The Moon and the Bonfires

byCesare Pavese, Tim Parks (Translator)
Having made his fortune in America, Eel is magnetically drawn back to the Piedmontese countryside where he grew up poor and illegitimate. Spending the summer wandering its valleys and vineyards with his childhood friend Nuto, Eel obsessively returns in memory to the farm where he worked as an adolescent, and to his employer's beautiful daughters. The landscape and its people seem locked in timeless rituals; but as Eel discovers the secret stories of the partisans who hid out in the hills during the war, he comes to recognize that the truth is both more complicated and more disturbing.

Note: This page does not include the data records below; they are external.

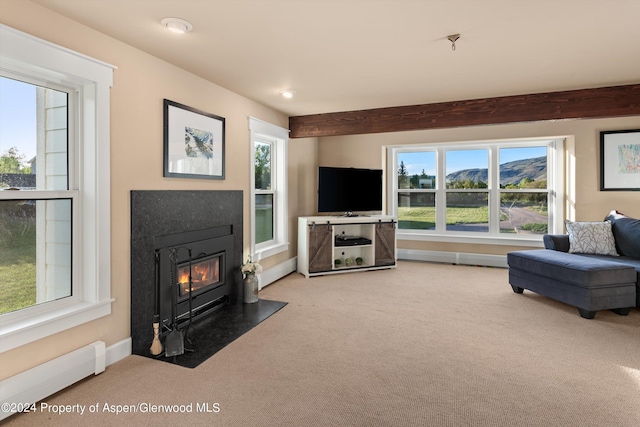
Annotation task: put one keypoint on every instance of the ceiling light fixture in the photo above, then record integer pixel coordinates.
(453, 38)
(177, 25)
(287, 93)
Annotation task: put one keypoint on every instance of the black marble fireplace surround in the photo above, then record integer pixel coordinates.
(158, 218)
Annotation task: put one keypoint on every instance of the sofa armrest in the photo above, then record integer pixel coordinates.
(556, 242)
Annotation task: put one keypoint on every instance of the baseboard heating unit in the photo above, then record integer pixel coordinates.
(44, 380)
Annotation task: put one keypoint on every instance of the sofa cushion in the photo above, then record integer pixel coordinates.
(591, 238)
(626, 231)
(586, 272)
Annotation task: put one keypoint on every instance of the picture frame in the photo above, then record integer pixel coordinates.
(194, 143)
(620, 160)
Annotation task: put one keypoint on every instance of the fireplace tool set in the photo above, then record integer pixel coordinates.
(174, 341)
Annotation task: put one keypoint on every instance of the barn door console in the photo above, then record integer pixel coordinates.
(331, 245)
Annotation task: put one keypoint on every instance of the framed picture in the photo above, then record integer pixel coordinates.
(193, 143)
(620, 160)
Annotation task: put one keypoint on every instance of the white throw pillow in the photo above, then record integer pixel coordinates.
(591, 238)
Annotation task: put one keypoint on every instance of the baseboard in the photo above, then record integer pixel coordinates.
(44, 380)
(278, 271)
(118, 351)
(453, 257)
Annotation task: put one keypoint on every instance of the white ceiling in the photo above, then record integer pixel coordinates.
(342, 55)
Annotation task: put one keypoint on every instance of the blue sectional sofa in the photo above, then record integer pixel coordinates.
(590, 276)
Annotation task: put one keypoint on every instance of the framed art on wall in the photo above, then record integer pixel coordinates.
(620, 160)
(193, 143)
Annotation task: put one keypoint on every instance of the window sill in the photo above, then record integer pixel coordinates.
(266, 252)
(16, 333)
(532, 240)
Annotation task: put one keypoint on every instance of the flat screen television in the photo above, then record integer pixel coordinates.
(348, 190)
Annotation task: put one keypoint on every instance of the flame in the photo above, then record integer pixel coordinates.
(202, 274)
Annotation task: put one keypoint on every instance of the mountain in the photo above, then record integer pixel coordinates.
(510, 173)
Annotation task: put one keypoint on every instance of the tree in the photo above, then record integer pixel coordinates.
(11, 162)
(263, 166)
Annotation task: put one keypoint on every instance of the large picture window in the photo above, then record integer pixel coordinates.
(54, 189)
(506, 190)
(36, 207)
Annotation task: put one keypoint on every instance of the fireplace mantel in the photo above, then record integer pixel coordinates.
(157, 213)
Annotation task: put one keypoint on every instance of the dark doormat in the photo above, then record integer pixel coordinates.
(206, 337)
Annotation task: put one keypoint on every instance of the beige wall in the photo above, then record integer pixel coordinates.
(141, 82)
(584, 201)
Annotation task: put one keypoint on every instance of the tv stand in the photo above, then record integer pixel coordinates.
(332, 245)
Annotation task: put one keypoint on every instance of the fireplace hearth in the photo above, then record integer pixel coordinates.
(203, 232)
(201, 255)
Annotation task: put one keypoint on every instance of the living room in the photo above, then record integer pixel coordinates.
(140, 83)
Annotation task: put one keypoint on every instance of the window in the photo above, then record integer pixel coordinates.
(498, 190)
(269, 230)
(54, 181)
(35, 213)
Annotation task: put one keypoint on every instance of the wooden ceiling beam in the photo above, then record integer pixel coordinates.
(614, 101)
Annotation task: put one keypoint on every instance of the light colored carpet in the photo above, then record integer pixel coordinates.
(422, 345)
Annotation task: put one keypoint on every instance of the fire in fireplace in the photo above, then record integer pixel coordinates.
(203, 254)
(204, 273)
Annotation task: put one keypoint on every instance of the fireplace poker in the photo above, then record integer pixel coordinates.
(174, 344)
(156, 345)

Pavese is one of the few essential novelists of the mid-twentieth century

Susan Sontag

About Cesare Pavese

Cesare Pavese was born in 1908 in Santo Stefano Belbo, a village in the hills of Piedmont. He worked as a translator (of Melville, Joyce and Faulkner) and as an editor for the publishing house Einaudi Editore, while also publishing his own poetry and a string of successful novels, including The House on the Hill and The Moon and the Bonfires. Never actively anti-Fascist himself, he was nevertheless sent into internal exile in Calabria in 1935 for having aided other subversives. He killed himself in 1950, shortly after receiving Italy's most prestigious literary prize, the Strega.